People detained under the Mental Health Act dying at three times the rate of those held in prisons
New report from government advisory body warns deaths in custody remain ‘far too high’
People detained under the Mental Health Act are dying at three times the rate of those held in prisons, figures have revealed.
A new report from a government advisory body has warned that deaths in custody remain “far too high”, with those detained under the Mental Health Act most at risk.
The Independent Advisory Panel on Deaths in Custody (IAPDC) analysed deaths in prisons, police custody, immigration detention, and under the MHA between 2017 and 2021.
The report found that while prisons have the highest number of deaths, with an average of 322 deaths per year, patients detained under the MHA have the highest mortality rate when taking into account the time spent in custody and numbers of people in each setting.
An average of 263 people died while detained under the MHA each year for the past five years, with a spike in 2020 when 363 people died.
Meanwhile an average of 18 people died in police custody each year, the report found, as well as one death each year taking place in an immigration removal centre.
People in custody under the age of 40 have the highest rate of suicide and other unnatural deaths, while men continue to have a significantly higher rate of overall deaths across all custody settings.
However researchers said data gaps, especially on deaths under the MHA, mean it is not possible to identify the rate of deaths by race, ethnicity, or gender across hospitals and police custody.
The IAPDC has called for urgent improvements to the way data is recorded, published, and shared to foster a culture of continuous improvements in mental health detention.
The advisory body has also stressed its longstanding concern over the lack of independent scrutiny of deaths under the MHA.
Unlike deaths in prisons, police custody, and immigration detention which are independently investigated prior to an inquest, deaths in secure health settings are often investigated by the same trust responsible for the patient’s care.
The IAPDC has called for independent investigation of these deaths to address the significant gap in learning and accountability needed to help prevent future deaths.
The findings come after The Independent revealed separate figures showing 15,000 people died while under the care of community mental health services in just one year. The figures, which relate to deaths between March 2022 and March 2023, can be revealed after a concerned insider handed the secret report to this publication.
Lynn Emslie, Chair of the IAPDC, called for government action to help keep people safe in custody.
She said: “Each death in custody is devastating and has far-reaching impact. When a death does occur, it should raise searching questions for public services and the government about their ability to keep people under their care safe.
“I urge the government and all those involved in the care of people in detention to heed the findings of this report.”
Professor Seena Fazel, IAPDC member who conducted the statistical analysis with his colleague Dr Amir Sariaslan at the University of Oxford, added: “Our analysis shows that the number and rate of deaths in custody remain high. The availability, accessibility, and transparency of high-quality data is integral to our understanding of these deaths to help inform effective interventions.
“Despite the substantially elevated rate of deaths of individuals under the Mental Health Act, data in this area remains poor and inconsistent compared with other custody settings.”

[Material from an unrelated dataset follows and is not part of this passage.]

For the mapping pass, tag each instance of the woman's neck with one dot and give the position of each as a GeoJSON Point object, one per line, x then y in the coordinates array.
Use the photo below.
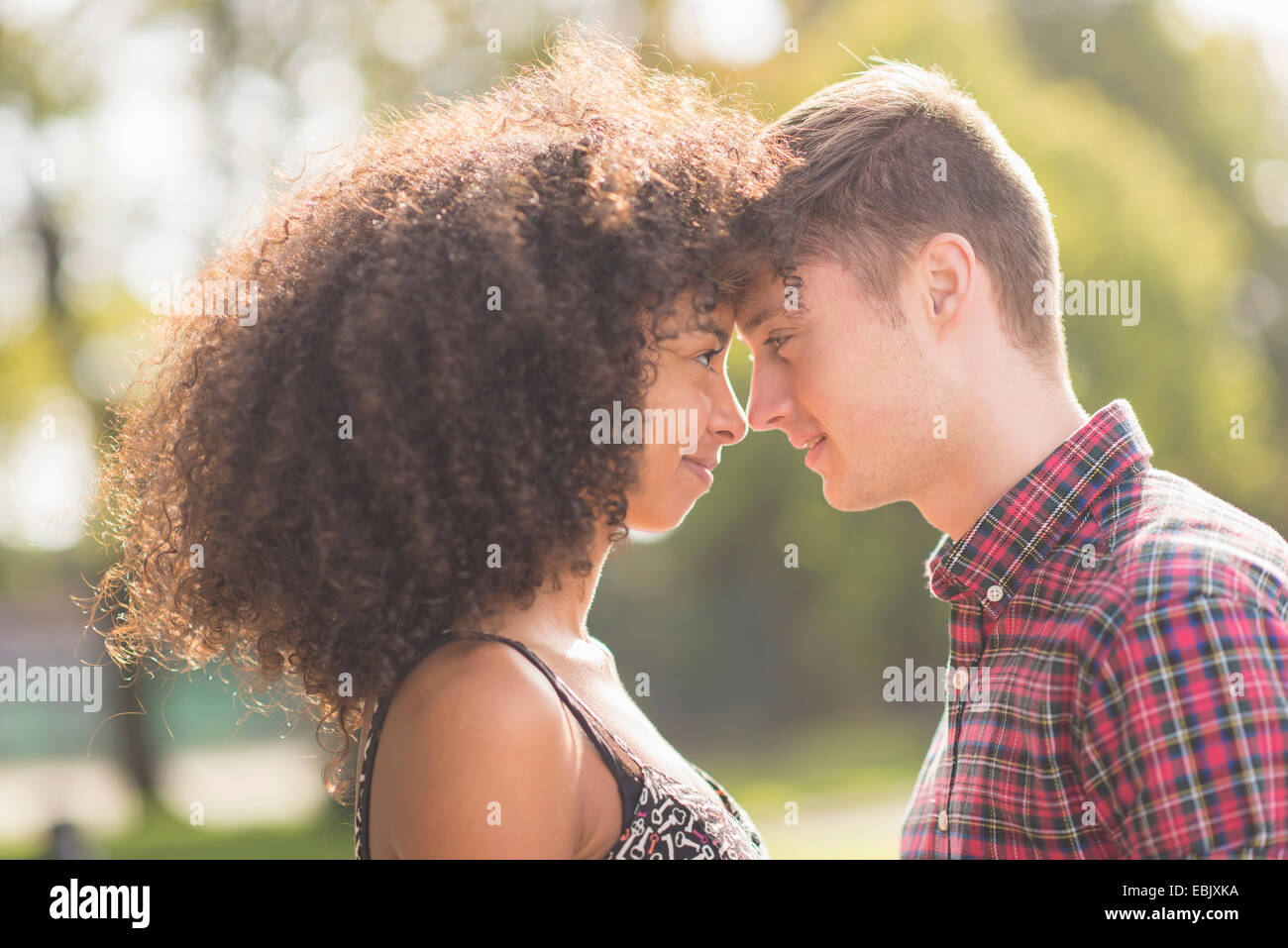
{"type": "Point", "coordinates": [555, 622]}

A Department of Health and Social Care spokesperson said: “People detained under the Mental Health Act need urgent treatment for a mental health disorder and are at risk of harm to themselves or others.
“We are committed to improving the safety of patients detained under the Mental Health Act and providing quality care for all patients. We have moved quickly to identify ways we can improve mental health inpatient care including commissioning an independent, rapid review and a separate, national safety investigation into mental health inpatient settings.”